Friday, May 4, 2007

Nursing Home Dichotomy

Tonight at 2000, we received an unresponsive patient from the nursing home down the street that subsequently bought a tube, coded twice, and ended up in CCU on Epi and Levophed drips. This lady was normally alert and oriented, but today at 1400 they noticed that she was unresponsive. They didn't call EMS until 1945.

Tonight at 2300, we received a patient from the same nursing home with a complaint of a fever for one hour. Her temp on arrival was 99.1 and was reported to have been 100.3 earlier. We did a CBC and a UA, diagnosed a UTI and sent her back.

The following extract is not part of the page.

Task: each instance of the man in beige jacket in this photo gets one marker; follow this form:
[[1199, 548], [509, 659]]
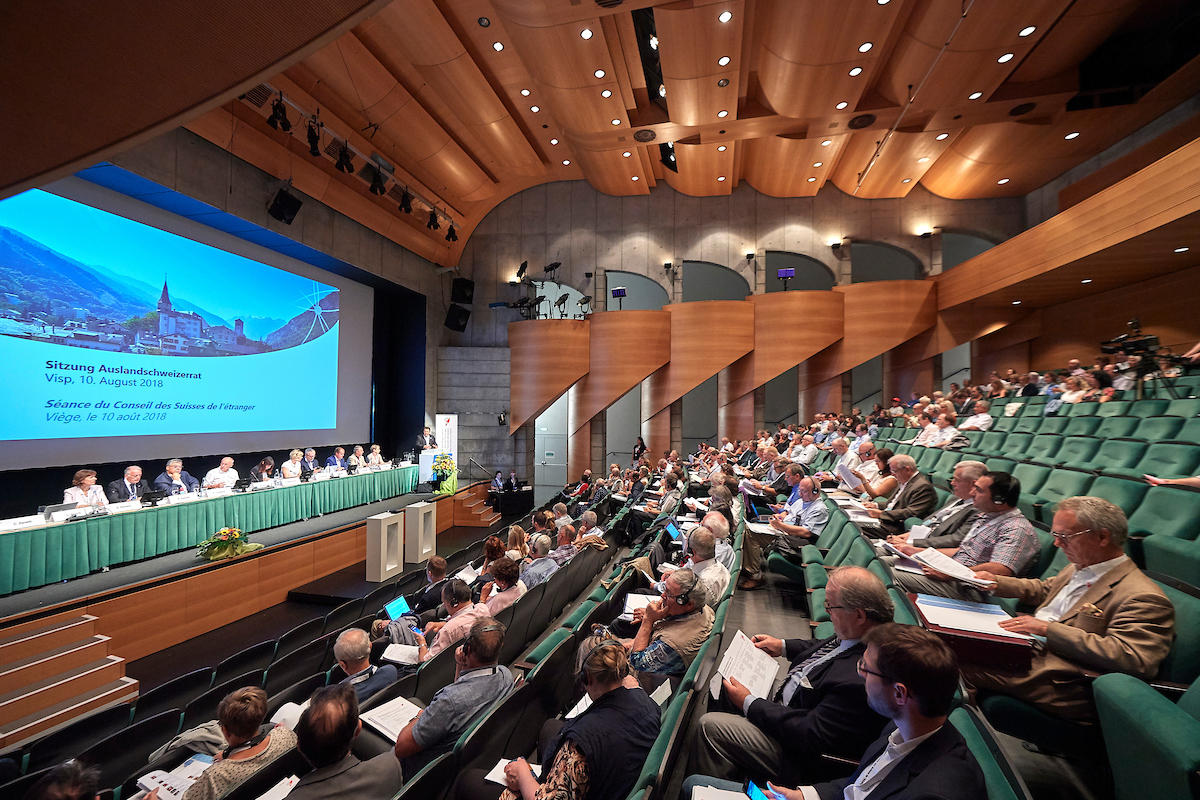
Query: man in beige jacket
[[1099, 614]]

She was in the ER for less than 45 minutes.

How on earth can you not send an unresponsive patient to the ER for almost 6 hours, but send a patient with a low grade temp in after 1 hour?

12 comments:

Anonymous said...

Shift change?

Anonymous said...

It's the weekend. We used to get hit with patients from the nearby nursing home on Fridays because the covering weekend docs didn't want to deal with anything serious over the weekend. During the weekends, nursing homes don't have enough staff or don't have the regular staff working. What day did the first patient come in?

Full-On-Forward said...

Now Monkey,

You know Ms. Coma was "sleeping so well we just didn't want to wake her." And Ms 99.1 had to Daughter from hell who reads Web Md ibstead of doing Soduku or whatever the heck that numbers game is and she pitched a bitch fit at the Nurses Station and was sent immediately!

Also- my hats off to ANYONE who works in Extended care. I'm not bashing you- I know you are understaffed and underpaid- but For GOD'S SAKE- don't DOCUMENT that she was unresponsive for 6 hours...just ease her butt on in as if.......

Great Blog Monkey- New reader

Judy said...

anonymous nailed it.

RN's probably changed shift at 1900 or maybe even 1930.

Angry Nurse said...

If I had a dime for every time I saw the same situation....

Mother Jones RN said...

My children tell me that they plan to put me in a nursing home someday....ON MOTHER'S DAY! The little darlings. It's sad hearing stories like this, but it happens all the time. I'm sure that John's assessment of what happend is right on the money.

MJ

Ambulance Driver said...

"How on earth can you not send an unresponsive patient to the ER for almost 6 hours, but send a patient with a low grade temp in after 1 hour?"

Because by the time the average nursing home LPN sets up her med cart, makes a med pass, does her charting, sets up her cart for the next medpass, does that one, and charts again, and 8 hour shift has passed - during which she has laid eyes on her patients for maybe 10 minutes or so.

So it's not really surprising that some nurses push the panic button at the FIRST sign of a problem, no matter how trivial, and other nurses miss an acute change entirely until it's too late.

Plus, nursing homes do not attract the best nurses. If a good nurse DOES happen to work in a nursing home, the workload and the environment will eventually ruin her/him as a nurse.

I rarely listen to nurses when I pick up patients at nursing homes. The aides know far more about the patients than the nurses do.

Ambulance Driver said...

Here's my take on nursing homes:

http://tinyurl.com/22rgxd

shrimplate said...

"The aides know far more about the patients than the nurses do."

Too true. In nursing homes the RN's don't have much contact with patients because they're buried in senseless paperwork.

The LPN's are too busy crushing pills and passing meds to 40 residents a couple/few times a shift.

If a resident gets sick, it's very likely that a nurse aide will be the one to catch it first and many of them are very good at that, but that's neither what they are paid nor trained to do. And they're busy as hell bathing/feeding/bedding and don't have time to chat.

Nursing homes are like war: they're all about ruining people.

MonkeyGirl said...

At the very beginning of my "medical career" I worked as a CNA in a nursing home for 2 years. I knew absolutely nothing about patients except how to take vitals and how to do a bed bath. I worked my ass off for minimum wage, but I wouldn't change the experience for the world. I've changed a lot since then, but nursing homes haven't. Regardless how much I know about them, I'll never understand them.

The Platypus said...

When I worked day shift you always knew it was 7:00 AM because the nursing home down the street would send us one found dead on morning rounds.

Anonymous said...

I work as a prn RN in a nursing home/rehab. We have 25-30 patients per nurse. So, because of pushing pills and required medicare/medicaid paperwork, there is not a lot of time for assessment. The shift change was probably the reason that patient finally got sent, I know that I sent in someone over the weekend right after getting report, who went from alert and oriented to near comatose and O2 sats of 80%, who the other nurse thought might be "a little sick." Then I get stuck with the paramedic acting like I'm an idiot since this patient has been like this all day. Longterm care sucks.